Cibler les PME de plus de 200 salariés 

En un an et demi, la société, qui n’a pas encore fêté ses 5 ans, a presque doublé ses effectifs pour passer de 250 à 450 personnes et devrait dépasser la barre des 500 d’ici la fin de l’année. « Une centaine de recrutements sont encore en cours et un gros plan de recrutements est également prévu pour l’année prochaine » , souligne Alexandre Prot.
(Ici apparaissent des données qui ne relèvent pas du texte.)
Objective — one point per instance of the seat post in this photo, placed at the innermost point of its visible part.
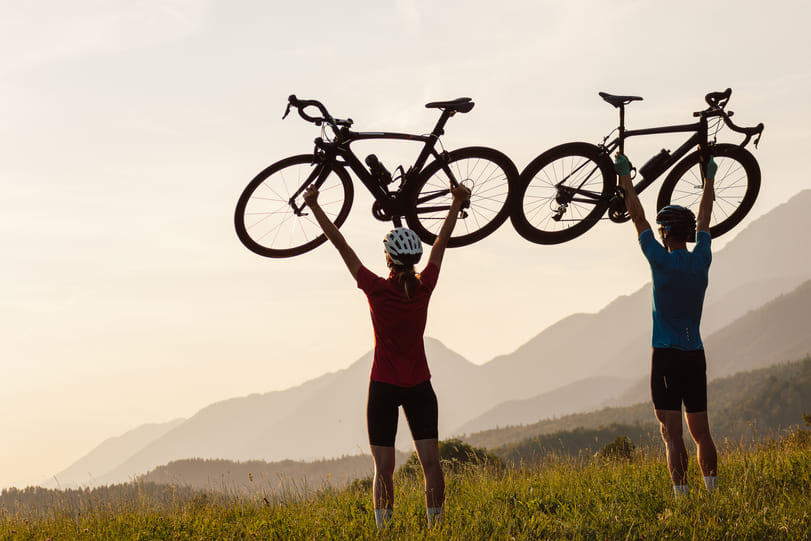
(439, 129)
(622, 128)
La startup grandit vite donc, en France mais aussi à l’étranger puisqu’elle a ouvert des antennes à Milan, Berlin et Barcelone.

La croissance est visible aussi du côté des clients : la startup en comptabilise aujourd’hui 200 000 contre 150 000 avant l’été. Et pour 2023, elle en vise 500 000. Clients qui sont à la fois des indépendants, des freelances, des ETI et des PME qui comptent plus de 200 collaborateurs et collaboratrices. « Au début, nos clients étaient principalement des indépendants, des freelances et des petites structures de moins de 10 salariés. Nous comptons maintenant des entreprises de 250 salariés qui font face à d’autres problématiques, il fallait trouver de nouvelles solutions pour eux » , développe Alexandre Prot. Conséquence directe, l’entreprise a développ » de nouveaux produits : la certification des papiers via une simple photo ou un scan, le transfert de justificatif par mail, une révision de l’interface pour les managers et la mise en place d’une carte flash qui permet d’octroyer une carte virtuelle à un salarié pour un achat ponctuel ou pour une durée plus longue.